Il consigliere dei Verdi replica al vetriolo: "Lacrime di dolore per i 20 milioni arrivati in città". Sulla maggioranza: "Noi discutiamo perché democratici, voi abituati ai camerati". Sul treno: "La commissione ha lavorato, ma Cocco era assente".
ALGHERO – Se Fratelli d'Italia sperava di chiudere la partita bollando i "Verdi" come gruppo fantasma, ha fatto male i calcoli. Giampietro Moro non solo risponde, ma alza il tiro, trasformando la polemica sui regolamenti in uno scontro politico totale. Per il consigliere comunale, la raffica di note stampa dell'opposizione non è segno di vitalità, ma di nervosismo clinico.
L'incipit della nota di Moro è una diagnosi impietosa: «In queste ore leggiamo con grande attenzione i comunicati che Fratelli di Italia sta mandando in maniera compulsiva - ossessiva e confusa su tutti i canali».
Per l'esponente di maggioranza, dietro questa frenesia scrittoria c'è un motivo preciso, che ha un nome e un cognome: l'assessore regionale ai Lavori Pubblici. «Questo è per noi un gran bel segnale che certamente ci fa capire la grande difficoltà con la quale il Partito meloniano reagisce ai grandi risultati che l’assessore regionale ai LLPP Antonio Piu sta portando a casa per rilanciare le opere pubbliche della città di Alghero».
La politica dei "camerati" e i 20 milioni. Moro mette sul piatto la concretezza dei fondi contro la vacuità delle parole. «Venti milioni di euro in poco meno di due anni sono certamente la più grande e consistente risposta che è possibile dare al di là delle polemiche spicciole alle quali Cocco ed i suoi camerati ci hanno abituato». L'uso del termine "camerati" marca la distanza antropologica tra i due schieramenti.
E sulle presunte liti interne alla coalizione di Cacciotto, Moro rovescia la prospettiva: ciò che FdI chiama caos, per i Verdi è dialettica. «Parlano di divisioni interne alla maggioranza, in quanto, con molta probabilità, non sono in grado di accettare che la democrazia rappresenti un valore universale sul quale poter costruire una coalizione di governo».
La linea è chiara: «Continueremo pertanto a discutere al nostro interno, perché riteniamo che le nostre differenze e sensibilità possano rappresentare anche la nostra forza».
Il treno e l'assenteista. C'è spazio anche per la questione tecnica del treno a idrogeno. Qui l'attacco al leader locale di FdI si fa personale. Moro difende l'operato della Commissione Speciale, della quale era presidente, che «ha lavorato nell’interesse generale trascurando le casacche di partito e politiche, proprio perché la missione della commissione era quella di studio e non quella decisoria».

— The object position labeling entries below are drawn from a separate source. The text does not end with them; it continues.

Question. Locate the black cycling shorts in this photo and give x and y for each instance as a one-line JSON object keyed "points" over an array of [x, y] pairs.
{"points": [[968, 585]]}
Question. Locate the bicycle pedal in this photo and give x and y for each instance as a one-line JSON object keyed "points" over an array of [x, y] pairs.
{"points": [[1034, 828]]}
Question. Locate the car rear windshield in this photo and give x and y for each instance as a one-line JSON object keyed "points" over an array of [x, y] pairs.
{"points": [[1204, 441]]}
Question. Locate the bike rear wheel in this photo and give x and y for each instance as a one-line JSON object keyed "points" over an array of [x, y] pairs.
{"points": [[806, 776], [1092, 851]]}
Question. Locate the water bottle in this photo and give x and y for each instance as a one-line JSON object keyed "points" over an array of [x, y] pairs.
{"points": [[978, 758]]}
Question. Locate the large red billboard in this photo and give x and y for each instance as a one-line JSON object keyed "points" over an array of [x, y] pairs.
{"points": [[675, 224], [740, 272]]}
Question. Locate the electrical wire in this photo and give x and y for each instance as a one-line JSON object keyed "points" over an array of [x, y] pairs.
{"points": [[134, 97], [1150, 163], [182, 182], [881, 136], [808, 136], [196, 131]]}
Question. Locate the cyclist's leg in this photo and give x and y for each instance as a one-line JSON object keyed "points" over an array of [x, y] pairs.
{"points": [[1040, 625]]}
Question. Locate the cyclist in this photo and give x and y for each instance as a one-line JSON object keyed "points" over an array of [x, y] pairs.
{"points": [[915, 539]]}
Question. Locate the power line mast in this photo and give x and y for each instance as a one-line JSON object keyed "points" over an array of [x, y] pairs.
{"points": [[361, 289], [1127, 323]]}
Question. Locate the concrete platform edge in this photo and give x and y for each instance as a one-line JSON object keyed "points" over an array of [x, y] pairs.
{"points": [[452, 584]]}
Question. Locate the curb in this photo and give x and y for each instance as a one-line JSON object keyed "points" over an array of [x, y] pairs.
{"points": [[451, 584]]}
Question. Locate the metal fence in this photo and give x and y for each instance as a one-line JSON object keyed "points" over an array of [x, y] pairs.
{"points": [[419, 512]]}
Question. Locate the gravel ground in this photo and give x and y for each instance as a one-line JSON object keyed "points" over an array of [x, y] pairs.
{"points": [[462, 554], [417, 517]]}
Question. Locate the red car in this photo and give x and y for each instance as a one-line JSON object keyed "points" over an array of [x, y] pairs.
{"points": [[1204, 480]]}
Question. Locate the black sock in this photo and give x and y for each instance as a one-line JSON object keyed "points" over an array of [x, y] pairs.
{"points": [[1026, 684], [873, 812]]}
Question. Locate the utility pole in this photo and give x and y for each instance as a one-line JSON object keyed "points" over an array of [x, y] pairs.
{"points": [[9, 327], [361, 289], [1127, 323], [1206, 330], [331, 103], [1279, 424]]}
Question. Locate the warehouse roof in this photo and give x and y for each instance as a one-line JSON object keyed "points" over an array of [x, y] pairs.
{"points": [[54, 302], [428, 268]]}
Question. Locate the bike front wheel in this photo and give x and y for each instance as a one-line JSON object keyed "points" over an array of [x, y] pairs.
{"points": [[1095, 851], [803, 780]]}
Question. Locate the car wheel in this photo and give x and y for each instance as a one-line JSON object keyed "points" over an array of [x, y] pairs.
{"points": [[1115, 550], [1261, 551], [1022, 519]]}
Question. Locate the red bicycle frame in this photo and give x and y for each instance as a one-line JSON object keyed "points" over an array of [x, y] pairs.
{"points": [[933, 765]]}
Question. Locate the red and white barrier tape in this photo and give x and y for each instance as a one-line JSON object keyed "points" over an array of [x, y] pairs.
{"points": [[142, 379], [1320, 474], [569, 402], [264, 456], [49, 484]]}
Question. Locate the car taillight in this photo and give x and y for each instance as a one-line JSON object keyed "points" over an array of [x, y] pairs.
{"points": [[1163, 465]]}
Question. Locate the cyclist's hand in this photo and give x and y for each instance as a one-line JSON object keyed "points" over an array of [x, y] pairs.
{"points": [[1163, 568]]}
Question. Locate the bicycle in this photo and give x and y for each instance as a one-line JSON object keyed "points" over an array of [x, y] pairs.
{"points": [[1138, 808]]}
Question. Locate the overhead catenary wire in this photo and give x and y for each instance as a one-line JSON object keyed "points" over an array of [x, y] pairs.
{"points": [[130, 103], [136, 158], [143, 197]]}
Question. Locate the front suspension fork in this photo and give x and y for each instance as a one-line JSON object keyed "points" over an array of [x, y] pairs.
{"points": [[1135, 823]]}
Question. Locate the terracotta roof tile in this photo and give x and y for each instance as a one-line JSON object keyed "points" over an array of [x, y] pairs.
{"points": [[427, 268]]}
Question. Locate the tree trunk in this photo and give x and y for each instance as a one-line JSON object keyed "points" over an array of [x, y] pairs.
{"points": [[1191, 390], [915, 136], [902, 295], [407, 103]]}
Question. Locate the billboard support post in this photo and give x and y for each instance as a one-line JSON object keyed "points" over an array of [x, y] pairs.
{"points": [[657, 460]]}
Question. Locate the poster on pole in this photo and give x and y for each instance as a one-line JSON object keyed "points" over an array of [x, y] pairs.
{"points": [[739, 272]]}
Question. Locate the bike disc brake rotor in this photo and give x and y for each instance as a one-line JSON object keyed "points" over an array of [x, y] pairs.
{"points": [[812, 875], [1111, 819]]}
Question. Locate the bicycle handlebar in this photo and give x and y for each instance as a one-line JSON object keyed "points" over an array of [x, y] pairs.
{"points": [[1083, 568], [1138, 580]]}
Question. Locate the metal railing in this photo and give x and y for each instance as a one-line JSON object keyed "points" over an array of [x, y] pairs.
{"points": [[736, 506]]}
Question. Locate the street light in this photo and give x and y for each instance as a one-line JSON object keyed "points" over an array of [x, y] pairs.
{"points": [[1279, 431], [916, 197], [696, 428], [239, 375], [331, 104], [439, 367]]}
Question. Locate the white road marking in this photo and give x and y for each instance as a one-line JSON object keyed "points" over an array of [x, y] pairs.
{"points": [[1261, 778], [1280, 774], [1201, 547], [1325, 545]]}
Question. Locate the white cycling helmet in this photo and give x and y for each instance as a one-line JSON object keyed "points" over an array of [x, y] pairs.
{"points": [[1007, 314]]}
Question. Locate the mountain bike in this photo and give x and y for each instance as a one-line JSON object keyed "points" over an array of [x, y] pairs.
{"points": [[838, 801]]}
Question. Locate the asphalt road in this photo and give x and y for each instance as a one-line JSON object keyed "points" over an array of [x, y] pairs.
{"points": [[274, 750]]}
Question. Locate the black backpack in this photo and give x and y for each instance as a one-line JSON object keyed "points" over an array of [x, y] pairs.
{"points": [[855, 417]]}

Poi, la stoccata finale all'avversario: «Ma probabilmente Cocco queste cose non le sa perché ha deciso di NON far parte della commissione e di lasciarsi rappresentare dai suoi colleghi di minoranza». Tradotto: chi non c'era, non ha titolo per parlare.
Il sunto è: rassegnarsi. Moro interpreta gli attacchi di FdI come «parole scomposte» che nascondono «lacrime di dolore per i risultati conseguiti dagli altri». La tregua, ad Alghero, non è prevista infatti ci si attenda in giornata l'ennesimo comunicato, l'ennesima puntata della serie TV targata Alghero. La serie, in onore di un consigliere comunale che diede una leggera scossa alla maggioranza qualche tempo fa, è intitolata "Pianeta Alghero". Se ne attende già il seguito "il ritorno al pianeta Alghero". Aspettiamo fiduciosi. In fondo: chi di comunicato ferisce di comunicato perisce.